I’d been following the story since it began developing this afternoon. Police were pressured to release dash cam video showing the shooting of Laquan McDonald from last year. Once they did, protesters immediately began marching downtown.
I heard about the story, but it never really sunk in until today. Watching the dash cam video. Watching Jason van Dyke jump out of his police vehicle and shoot McDonald, and seeing him fall limp to the ground. Watching puffs of smoke carry the life out of his barely moving body as bullets hit him. And then watching even more shots hit him seconds after he’d been laying on the ground. He was struck 16 times in all. It was shocking. It was appalling. It was horrendous. No wonder thousands were protesting in the streets of Chicago Tuesday night.
That’s what most of us reacted to today. Context or not, it was hard to watch. Even knowing that McDonald had a knife, and was suspected of breaking into cars in the Archer Heights neighborhood, and allegedly slashed the tires of a police car and was wielding the knife at the time he was shot, even taking that all into consideration, it was tragic to watch.
Seeing that I was in Northern Maine at the time of the incident, I didn’t pay too much attention to it.
Only now do I fully realize how close to home this hits.
I’ve been to that Burger King on 41st and Pulaski at that very hour. It’s two neighborhoods over from mine.
I went to DePaul University for four years. I walked those very streets that protesters are marching on hundreds of times.
I know a lot of cops in Chicago.
Friend’s and relatives’ parents who are cops, buddies who are becoming cops, old football coaches who are cops, cops who I ran into in my days running around Midway when I was a kid.
I know a lot of black folks in Chicago.
People I’ve become good friends with while going to school or working at the ballpark. I can’t imagine how they’re reacting, what kind of outrage they’re having when watching the video of the shooting, and seeing what’s going on with the protests.
I know a lot of liberals in Chicago.
People who’ve lived there all their lives, and people who haven’t. How they’re disgusted with police conduct, the mayor’s reaction, and how long its taken to bring this incident to light and hold responsible everyone involved.
I know a lot of kids on the South Side I grew up with.
People who are defending the police’s actions without a second thought.
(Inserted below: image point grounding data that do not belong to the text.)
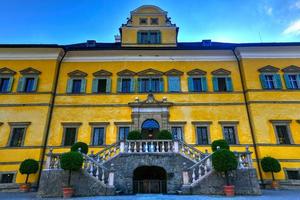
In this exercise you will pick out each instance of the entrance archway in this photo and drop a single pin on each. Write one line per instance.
(149, 179)
(150, 128)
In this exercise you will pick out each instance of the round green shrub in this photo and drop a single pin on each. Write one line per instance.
(164, 135)
(224, 160)
(134, 135)
(221, 143)
(71, 161)
(270, 164)
(83, 146)
(29, 166)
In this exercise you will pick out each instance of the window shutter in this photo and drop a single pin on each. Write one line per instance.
(263, 81)
(21, 84)
(161, 84)
(190, 84)
(83, 85)
(287, 81)
(108, 85)
(119, 85)
(229, 84)
(215, 84)
(132, 85)
(204, 84)
(35, 84)
(10, 83)
(278, 84)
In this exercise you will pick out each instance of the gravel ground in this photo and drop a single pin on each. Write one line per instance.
(267, 194)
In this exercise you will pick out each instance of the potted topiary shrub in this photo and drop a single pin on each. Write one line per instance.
(71, 161)
(223, 144)
(134, 135)
(84, 148)
(272, 165)
(225, 161)
(164, 135)
(28, 166)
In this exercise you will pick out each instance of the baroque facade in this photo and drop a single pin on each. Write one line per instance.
(54, 95)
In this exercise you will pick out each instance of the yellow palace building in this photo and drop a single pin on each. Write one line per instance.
(54, 95)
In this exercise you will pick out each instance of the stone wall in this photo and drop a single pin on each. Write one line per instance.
(125, 164)
(52, 181)
(244, 180)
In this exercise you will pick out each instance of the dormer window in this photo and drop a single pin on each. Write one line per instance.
(149, 37)
(143, 21)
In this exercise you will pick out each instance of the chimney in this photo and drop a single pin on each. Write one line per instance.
(117, 38)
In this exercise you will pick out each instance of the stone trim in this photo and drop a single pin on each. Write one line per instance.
(196, 72)
(102, 73)
(77, 73)
(173, 72)
(150, 72)
(6, 71)
(30, 71)
(220, 71)
(126, 72)
(291, 69)
(268, 69)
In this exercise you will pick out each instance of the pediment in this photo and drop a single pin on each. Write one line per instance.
(268, 68)
(6, 71)
(77, 73)
(291, 69)
(196, 72)
(150, 72)
(126, 72)
(174, 72)
(30, 71)
(221, 71)
(102, 73)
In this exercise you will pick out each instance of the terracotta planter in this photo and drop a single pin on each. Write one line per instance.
(68, 192)
(275, 185)
(25, 187)
(229, 190)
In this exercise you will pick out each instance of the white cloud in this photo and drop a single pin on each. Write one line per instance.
(293, 28)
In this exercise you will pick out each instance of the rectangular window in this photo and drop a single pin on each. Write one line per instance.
(17, 137)
(76, 86)
(126, 85)
(102, 86)
(98, 136)
(229, 134)
(4, 84)
(70, 136)
(29, 85)
(177, 132)
(7, 178)
(282, 134)
(123, 132)
(202, 135)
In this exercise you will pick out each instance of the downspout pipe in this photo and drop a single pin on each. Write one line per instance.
(249, 116)
(49, 120)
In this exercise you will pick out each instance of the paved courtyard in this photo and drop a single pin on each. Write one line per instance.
(267, 194)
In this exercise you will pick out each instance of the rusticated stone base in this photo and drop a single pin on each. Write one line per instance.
(52, 181)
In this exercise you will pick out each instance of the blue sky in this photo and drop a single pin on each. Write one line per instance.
(74, 21)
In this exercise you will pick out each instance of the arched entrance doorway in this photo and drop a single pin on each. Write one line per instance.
(150, 128)
(149, 179)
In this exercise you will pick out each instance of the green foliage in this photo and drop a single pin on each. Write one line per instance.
(29, 166)
(134, 135)
(83, 146)
(164, 135)
(270, 164)
(221, 143)
(224, 160)
(71, 161)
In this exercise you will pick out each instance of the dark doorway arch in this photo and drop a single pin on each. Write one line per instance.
(150, 128)
(149, 179)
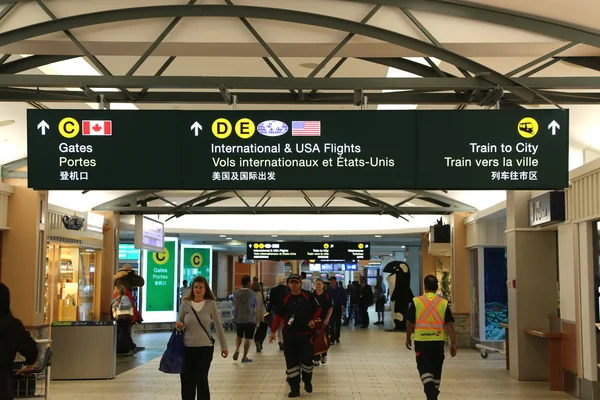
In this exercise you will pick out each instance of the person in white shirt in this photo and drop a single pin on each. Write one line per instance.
(306, 283)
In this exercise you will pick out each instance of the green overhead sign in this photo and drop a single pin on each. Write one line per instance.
(160, 278)
(197, 261)
(496, 149)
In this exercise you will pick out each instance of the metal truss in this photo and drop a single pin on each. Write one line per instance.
(138, 203)
(430, 90)
(129, 14)
(262, 97)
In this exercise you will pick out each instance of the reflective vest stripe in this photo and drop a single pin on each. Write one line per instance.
(430, 311)
(429, 306)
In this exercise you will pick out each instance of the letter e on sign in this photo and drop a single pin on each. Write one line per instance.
(221, 128)
(245, 128)
(161, 258)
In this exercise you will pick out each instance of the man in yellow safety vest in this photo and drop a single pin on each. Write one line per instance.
(430, 318)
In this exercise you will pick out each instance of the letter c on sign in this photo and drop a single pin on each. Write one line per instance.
(196, 260)
(68, 127)
(161, 258)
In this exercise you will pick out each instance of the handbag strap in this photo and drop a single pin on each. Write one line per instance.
(200, 322)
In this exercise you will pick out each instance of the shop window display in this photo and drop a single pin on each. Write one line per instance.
(70, 281)
(495, 292)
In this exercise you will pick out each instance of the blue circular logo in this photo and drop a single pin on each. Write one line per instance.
(272, 128)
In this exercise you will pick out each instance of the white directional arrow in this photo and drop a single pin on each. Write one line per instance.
(43, 126)
(553, 126)
(195, 127)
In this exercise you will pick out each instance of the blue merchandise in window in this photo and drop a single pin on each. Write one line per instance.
(495, 292)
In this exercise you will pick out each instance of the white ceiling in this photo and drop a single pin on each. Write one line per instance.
(224, 47)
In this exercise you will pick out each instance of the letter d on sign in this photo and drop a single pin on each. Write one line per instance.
(221, 128)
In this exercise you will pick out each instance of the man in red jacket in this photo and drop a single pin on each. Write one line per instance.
(298, 314)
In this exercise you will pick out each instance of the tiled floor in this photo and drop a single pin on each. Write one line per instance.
(368, 364)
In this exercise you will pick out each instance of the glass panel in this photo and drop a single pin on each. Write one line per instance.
(87, 270)
(495, 292)
(474, 263)
(67, 293)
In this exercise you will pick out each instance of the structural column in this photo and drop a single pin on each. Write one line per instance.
(109, 260)
(532, 291)
(24, 257)
(461, 280)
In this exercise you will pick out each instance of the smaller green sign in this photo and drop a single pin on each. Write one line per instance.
(160, 279)
(128, 252)
(196, 262)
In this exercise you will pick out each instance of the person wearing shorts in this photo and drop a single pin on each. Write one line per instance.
(245, 303)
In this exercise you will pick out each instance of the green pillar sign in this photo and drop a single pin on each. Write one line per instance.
(197, 261)
(160, 280)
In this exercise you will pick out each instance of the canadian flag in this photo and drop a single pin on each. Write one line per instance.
(97, 128)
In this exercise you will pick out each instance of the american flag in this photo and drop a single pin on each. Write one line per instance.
(306, 128)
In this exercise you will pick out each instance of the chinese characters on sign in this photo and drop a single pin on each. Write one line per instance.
(298, 149)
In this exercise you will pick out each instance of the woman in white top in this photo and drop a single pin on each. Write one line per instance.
(197, 310)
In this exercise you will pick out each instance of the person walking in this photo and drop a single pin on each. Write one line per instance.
(197, 311)
(122, 312)
(259, 317)
(365, 301)
(338, 305)
(13, 339)
(431, 331)
(380, 300)
(245, 303)
(298, 314)
(324, 300)
(276, 296)
(306, 282)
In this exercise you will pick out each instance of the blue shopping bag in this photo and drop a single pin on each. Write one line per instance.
(173, 360)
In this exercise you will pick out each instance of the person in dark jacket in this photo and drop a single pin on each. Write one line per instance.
(365, 301)
(276, 296)
(13, 338)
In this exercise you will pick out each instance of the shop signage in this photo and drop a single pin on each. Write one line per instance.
(160, 278)
(196, 261)
(319, 252)
(291, 149)
(128, 252)
(547, 208)
(94, 222)
(149, 233)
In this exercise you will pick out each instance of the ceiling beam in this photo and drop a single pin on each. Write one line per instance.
(498, 16)
(283, 210)
(123, 200)
(336, 98)
(28, 63)
(459, 206)
(406, 65)
(276, 83)
(284, 15)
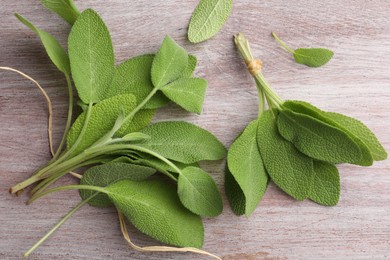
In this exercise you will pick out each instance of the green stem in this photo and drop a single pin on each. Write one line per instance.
(62, 221)
(69, 120)
(284, 46)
Some might be even ordering “16 shots” at the bars Wednesday night, tongue in cheek.
There’s so many conflicting thoughts going through my mind as I watched periscopes of the event all night. Live looks into the heart of the protesting crowds. People face-to-face with the very police department they were up in arms against.
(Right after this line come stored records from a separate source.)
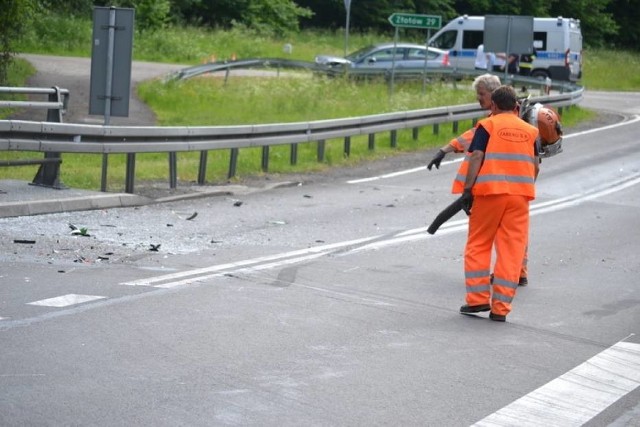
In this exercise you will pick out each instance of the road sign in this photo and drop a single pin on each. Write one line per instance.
(409, 20)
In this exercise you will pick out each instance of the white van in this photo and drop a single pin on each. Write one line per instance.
(558, 44)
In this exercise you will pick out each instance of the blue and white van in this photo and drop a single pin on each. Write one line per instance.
(558, 44)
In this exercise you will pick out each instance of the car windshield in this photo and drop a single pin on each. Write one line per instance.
(355, 56)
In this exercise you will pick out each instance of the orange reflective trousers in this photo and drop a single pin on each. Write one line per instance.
(501, 221)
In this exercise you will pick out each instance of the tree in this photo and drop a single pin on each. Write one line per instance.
(626, 14)
(597, 24)
(14, 17)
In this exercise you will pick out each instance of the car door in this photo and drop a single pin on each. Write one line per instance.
(382, 58)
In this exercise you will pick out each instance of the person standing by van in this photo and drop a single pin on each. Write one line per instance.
(499, 62)
(513, 65)
(482, 58)
(526, 63)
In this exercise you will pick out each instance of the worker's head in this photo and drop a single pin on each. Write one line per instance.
(504, 98)
(484, 85)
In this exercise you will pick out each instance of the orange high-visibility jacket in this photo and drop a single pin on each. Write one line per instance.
(461, 143)
(509, 162)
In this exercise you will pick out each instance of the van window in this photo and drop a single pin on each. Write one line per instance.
(472, 39)
(540, 40)
(446, 40)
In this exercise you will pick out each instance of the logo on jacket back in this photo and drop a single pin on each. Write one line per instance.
(514, 135)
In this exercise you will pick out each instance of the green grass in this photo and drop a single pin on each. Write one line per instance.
(208, 101)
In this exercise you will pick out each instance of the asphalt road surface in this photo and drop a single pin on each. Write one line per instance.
(326, 303)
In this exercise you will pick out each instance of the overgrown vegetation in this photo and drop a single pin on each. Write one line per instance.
(210, 102)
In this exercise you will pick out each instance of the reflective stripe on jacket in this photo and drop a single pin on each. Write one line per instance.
(508, 166)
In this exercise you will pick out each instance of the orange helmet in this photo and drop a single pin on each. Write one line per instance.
(549, 125)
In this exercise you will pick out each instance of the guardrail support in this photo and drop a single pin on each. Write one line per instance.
(265, 159)
(233, 162)
(48, 174)
(320, 150)
(202, 168)
(173, 170)
(130, 173)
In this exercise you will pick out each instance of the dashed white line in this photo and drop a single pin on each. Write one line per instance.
(66, 300)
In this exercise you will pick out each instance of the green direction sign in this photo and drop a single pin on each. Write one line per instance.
(409, 20)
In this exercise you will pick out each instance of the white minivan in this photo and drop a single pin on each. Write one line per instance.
(558, 44)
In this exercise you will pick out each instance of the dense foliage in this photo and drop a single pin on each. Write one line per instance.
(605, 23)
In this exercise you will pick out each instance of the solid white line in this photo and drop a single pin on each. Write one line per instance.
(577, 396)
(232, 265)
(66, 300)
(242, 270)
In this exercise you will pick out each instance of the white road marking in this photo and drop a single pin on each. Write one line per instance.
(232, 265)
(577, 396)
(66, 300)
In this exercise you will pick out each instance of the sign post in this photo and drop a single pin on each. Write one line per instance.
(111, 54)
(410, 20)
(347, 6)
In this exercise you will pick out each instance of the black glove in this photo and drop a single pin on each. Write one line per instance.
(467, 201)
(436, 160)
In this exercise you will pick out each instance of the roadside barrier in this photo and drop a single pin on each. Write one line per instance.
(48, 174)
(55, 137)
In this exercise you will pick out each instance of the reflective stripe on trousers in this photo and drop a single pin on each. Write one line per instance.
(501, 221)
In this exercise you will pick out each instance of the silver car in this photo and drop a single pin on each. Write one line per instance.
(407, 55)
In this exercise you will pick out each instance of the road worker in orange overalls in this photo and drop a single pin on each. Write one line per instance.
(484, 85)
(497, 183)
My heart was being tugged in so many different directions. It felt like a whirlwind of issues and images was flying around me, and I was stuck right in the middle of it all.
And that’s exactly where I wanted to be.
I wanted to see the stone-cold look on the cops’ faces as they stood staunchly, in the face of angry mobs, trying to preserve peace and order in the midst of people berating them, mocking them, yelling at them insults and agitations. I wanted to see the people who were protesting peacefully and with dignity, the ones you wouldn’t see being carted off into paddy wagons or being shown on the TV news. People who were voicing their opinion with respect for everyone, even the very organization they were protesting.
I’m reminded of one of my heroes, Jean Shepherd (the man who brought us A Chirstmas Story). He participated in the 1963 March on Washington. In his recounting of that historic day, he prefaces the event by reminding us that you don’t know how it was unless you were actually there.
“Forget it, it wasn’t the way you think it was,” he said.
He talks about how reporters up in the grandstands at that march, standing next to officials, or safely behind police lines, didn’t capture the essence of the event.
That monologue has always stuck with me. News reports will never tell the full story unless you hear it from someone who is embedded inside the event, in the thick of it, shoulder to shoulder with the protesters, the police.
I wanted to be there to relay everything that is going on exactly as it was happening. I know what my true feeling is on the mater, but that’s not important. That’s not why I became a journalist.
I want to capture what’s really going on. I want you to have context, while looking at what’s happening now, and see it from the other side, from the inside, from the wayside, from his side, from her side. I want empathy. I want understanding. I want peace. I want voices to be heard. I want justice. I want mercy. I want everything. I want nothing. But in the end, I really don’t think it matters what I want. It’s what we want.